Aqui a resposta se divide. Em relação à parte no processo e ao juízo, quem responde é o advogado que assinou a peça. Mas em relação ao cliente, a análise muda de figura. Se o escritório adotou uma ferramenta de IA como política interna, sem treinamento adequado da equipe e sem um protocolo mínimo de revisão, e esse erro sistemático gera prejuízo ao cliente, é razoável sustentar responsabilidade civil da sociedade de advogados por falha na prestação do serviço, isso sem prejuízo da responsabilidade disciplinar pessoal de quem assinou.
Vale registrar que essa é uma leitura por analogia aos princípios gerais de responsabilidade civil e de organização do trabalho em sociedade de advogados, já que ainda não há regulação específica no Brasil tratando do uso de IA generativa na advocacia. O Provimento 205/2021 da OAB, que trata de publicidade, não cobre esse ponto. O que existe, até aqui, é a aplicação dos princípios já consolidados de zelo profissional e diligência a uma ferramenta nova.
E o fornecedor da IA, fica de fora?
Em tese, não necessariamente. Se a ferramenta foi vendida ao escritório com promessa de precisão jurídica, e essa promessa não se sustenta, existe espaço para discutir responsabilidade do fornecedor por vício do produto ou por publicidade enganosa, sobretudo em contratos B2B com cláusulas de nível de serviço. Isso é uma frente de discussão distinta, que corre em paralelo à responsabilidade disciplinar do advogado e não a substitui. Na prática, quem sofre a sanção disciplinar primeiro é sempre quem assinou a peça, e só depois, eventualmente, discute-se regresso contra o fornecedor.
O que fazer na prática?
Recomendo três hábitos simples para qualquer escritório que já usa ou está pensando em usar IA generativa na produção de peças:
- Nunca cite jurisprudência ou doutrina gerada por IA sem localizar e conferir a fonte original antes de protocolar.

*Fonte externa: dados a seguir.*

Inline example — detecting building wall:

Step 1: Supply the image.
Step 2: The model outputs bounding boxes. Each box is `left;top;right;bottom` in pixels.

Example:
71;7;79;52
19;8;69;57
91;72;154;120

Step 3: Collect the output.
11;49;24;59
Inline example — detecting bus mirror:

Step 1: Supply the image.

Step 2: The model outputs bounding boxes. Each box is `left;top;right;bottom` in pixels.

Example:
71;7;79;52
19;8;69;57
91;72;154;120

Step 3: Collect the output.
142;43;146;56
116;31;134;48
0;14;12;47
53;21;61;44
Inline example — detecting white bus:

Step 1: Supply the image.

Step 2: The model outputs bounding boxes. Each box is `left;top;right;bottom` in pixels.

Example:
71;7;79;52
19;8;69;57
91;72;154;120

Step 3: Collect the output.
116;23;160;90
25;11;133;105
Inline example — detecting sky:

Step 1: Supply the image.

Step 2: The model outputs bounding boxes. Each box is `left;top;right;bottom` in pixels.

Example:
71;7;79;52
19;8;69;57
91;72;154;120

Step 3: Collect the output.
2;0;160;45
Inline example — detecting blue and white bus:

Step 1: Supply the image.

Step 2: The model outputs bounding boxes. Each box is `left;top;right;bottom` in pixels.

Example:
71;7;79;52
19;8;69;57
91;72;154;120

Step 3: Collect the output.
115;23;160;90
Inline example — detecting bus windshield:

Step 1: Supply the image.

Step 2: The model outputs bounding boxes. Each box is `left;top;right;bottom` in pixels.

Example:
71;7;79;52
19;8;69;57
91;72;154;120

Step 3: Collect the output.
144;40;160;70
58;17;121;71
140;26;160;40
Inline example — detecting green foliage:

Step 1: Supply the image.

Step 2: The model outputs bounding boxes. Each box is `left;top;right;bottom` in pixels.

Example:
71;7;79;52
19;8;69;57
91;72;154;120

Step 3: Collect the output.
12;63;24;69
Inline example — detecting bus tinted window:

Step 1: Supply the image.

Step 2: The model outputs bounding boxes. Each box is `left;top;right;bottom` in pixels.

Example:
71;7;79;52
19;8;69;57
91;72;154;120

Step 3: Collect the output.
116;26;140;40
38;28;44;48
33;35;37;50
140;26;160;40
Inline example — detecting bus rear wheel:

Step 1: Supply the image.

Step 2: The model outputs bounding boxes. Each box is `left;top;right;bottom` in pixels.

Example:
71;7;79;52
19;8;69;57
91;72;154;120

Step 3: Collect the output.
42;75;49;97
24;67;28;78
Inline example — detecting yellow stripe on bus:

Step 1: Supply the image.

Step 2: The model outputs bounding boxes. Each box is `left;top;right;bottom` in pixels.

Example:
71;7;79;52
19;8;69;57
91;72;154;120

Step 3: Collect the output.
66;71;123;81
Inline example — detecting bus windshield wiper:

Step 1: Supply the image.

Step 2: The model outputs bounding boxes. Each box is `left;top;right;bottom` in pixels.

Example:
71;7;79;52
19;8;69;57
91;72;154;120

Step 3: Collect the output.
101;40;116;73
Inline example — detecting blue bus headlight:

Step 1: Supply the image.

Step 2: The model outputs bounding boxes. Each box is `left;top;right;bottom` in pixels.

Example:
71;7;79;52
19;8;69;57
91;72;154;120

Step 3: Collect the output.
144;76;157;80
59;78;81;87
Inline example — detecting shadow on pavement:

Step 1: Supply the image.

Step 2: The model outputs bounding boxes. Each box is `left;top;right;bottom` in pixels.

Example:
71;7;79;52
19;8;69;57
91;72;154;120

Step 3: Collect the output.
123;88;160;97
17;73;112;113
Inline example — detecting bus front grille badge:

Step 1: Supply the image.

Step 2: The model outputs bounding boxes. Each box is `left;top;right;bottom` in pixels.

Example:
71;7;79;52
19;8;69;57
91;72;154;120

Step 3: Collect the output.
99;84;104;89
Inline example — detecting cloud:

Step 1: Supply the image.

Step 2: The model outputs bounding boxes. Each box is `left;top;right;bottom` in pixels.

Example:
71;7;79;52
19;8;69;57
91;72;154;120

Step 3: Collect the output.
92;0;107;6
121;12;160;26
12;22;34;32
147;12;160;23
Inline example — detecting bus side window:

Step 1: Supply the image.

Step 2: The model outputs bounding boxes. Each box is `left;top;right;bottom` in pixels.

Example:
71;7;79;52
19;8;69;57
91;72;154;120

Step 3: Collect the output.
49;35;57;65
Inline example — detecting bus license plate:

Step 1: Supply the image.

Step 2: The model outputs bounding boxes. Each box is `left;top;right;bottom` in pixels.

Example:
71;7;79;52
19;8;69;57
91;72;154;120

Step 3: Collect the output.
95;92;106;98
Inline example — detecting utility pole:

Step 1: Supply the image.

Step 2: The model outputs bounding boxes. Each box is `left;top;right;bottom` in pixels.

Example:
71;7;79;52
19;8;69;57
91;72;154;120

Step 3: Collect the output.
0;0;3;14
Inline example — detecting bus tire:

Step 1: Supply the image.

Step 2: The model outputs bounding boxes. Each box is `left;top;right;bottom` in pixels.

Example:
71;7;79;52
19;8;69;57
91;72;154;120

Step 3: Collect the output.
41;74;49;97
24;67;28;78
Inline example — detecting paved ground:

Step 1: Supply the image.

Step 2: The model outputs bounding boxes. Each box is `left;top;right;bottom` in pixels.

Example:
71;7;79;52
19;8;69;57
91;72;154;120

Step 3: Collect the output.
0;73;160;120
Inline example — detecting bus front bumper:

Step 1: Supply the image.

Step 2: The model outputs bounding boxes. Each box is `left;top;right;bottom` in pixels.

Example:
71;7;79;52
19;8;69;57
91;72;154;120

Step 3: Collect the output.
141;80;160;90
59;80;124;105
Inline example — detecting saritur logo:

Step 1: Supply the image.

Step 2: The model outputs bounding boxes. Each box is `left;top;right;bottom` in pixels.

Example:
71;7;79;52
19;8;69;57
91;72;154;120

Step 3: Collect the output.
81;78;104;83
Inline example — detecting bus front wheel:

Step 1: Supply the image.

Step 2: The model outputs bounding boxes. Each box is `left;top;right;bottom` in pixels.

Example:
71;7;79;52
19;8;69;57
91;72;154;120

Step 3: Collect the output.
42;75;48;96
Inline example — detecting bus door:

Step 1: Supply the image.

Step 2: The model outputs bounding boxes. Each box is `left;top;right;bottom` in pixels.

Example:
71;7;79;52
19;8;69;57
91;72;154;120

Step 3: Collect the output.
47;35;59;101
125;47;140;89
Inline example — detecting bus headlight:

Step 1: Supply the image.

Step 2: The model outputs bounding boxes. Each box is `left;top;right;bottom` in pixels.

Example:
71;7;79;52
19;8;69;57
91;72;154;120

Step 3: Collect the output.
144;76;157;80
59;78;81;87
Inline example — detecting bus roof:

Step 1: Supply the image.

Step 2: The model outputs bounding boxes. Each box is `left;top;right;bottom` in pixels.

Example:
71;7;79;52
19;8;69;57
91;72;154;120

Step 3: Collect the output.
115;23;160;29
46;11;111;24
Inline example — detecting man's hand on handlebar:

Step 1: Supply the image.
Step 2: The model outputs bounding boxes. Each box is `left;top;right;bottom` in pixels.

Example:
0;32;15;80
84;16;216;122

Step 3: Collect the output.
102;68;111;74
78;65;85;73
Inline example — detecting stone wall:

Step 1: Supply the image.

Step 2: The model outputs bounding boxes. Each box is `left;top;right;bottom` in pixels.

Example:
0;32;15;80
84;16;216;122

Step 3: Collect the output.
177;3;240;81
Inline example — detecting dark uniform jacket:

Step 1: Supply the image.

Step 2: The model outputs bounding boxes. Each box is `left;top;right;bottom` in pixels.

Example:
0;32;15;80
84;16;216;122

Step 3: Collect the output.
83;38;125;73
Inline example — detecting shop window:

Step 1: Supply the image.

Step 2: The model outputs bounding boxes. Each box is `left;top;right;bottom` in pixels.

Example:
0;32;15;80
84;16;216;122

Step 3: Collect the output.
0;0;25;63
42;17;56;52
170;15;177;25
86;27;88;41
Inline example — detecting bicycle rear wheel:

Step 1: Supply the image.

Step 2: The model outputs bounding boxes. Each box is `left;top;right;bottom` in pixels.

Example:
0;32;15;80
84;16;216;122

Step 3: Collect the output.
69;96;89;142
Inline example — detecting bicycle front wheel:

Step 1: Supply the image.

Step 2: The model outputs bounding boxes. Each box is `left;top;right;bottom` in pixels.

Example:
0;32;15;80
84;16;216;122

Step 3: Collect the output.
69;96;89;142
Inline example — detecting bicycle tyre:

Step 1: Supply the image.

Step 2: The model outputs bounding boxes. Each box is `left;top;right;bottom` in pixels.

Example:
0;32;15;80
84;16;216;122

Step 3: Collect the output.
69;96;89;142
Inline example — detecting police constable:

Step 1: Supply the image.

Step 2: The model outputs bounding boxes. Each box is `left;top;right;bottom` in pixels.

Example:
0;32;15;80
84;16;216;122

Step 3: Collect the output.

- Trate o texto gerado por IA como rascunho de estagiário sênior, útil, mas sempre sujeito a revisão de quem assina.
- Documente internamente um protocolo mínimo de uso, isso protege tanto o cliente quanto o próprio escritório em uma eventual discussão de responsabilidade.
Em suma
A tecnologia mudou a velocidade da produção jurídica, mas não mudou a lógica da responsabilidade. Quem assina, responde. A IA pode ser a melhor assistente que o escritório já teve, mas continua sendo isso: uma assistente, não uma advogada.
Se sua rotina já depende de IA generativa para pesquisa ou redação, vale revisar o protocolo interno de conferência antes que o primeiro erro apareça, não depois.